Akribisch konkret arbeitete der Kasseler Bernhard Skopnik in seinen Zeichnungen, die die Jugend der Ophelia darstellen. In klaren Formen und starken Farben zeigt er sie zwar lebendig, ihr Schicksal aber ist in den Bildern bereits angelegt, wenn sie mit ihren Dämonen balanciert oder auf ein Sägeblatt zu ihren Füßen herabschaut.

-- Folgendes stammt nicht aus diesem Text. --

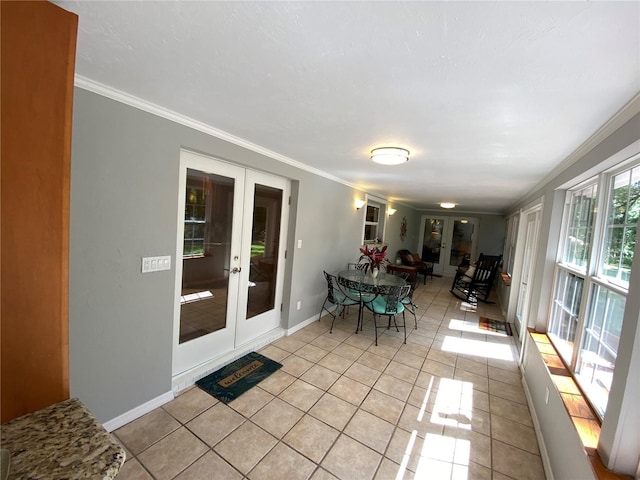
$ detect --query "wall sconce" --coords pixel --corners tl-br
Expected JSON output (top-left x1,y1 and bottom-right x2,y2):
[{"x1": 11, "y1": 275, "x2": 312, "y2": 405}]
[{"x1": 371, "y1": 147, "x2": 409, "y2": 165}]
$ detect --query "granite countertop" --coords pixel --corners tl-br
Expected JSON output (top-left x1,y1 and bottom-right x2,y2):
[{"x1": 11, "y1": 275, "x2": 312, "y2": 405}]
[{"x1": 0, "y1": 398, "x2": 125, "y2": 480}]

In einem poetischen Kommentar schließlich verarbeitete die Kasselerin Dr. Gertrude Betz die Verbreitung der Schönen in Kunst wie im täglichen Leben: „Wasserleichenpoesie schwemmt von Rimbaud Seite um Seite sie zu Trakl, Heym, Benn und Brecht, treibt sie zum Irgendwer.“

„Ophelia“ im Kunstbalkon, Quiddestraße 3, noch bis 28. August, donnerstags bis sonntags, 18 bis 21 Uhr.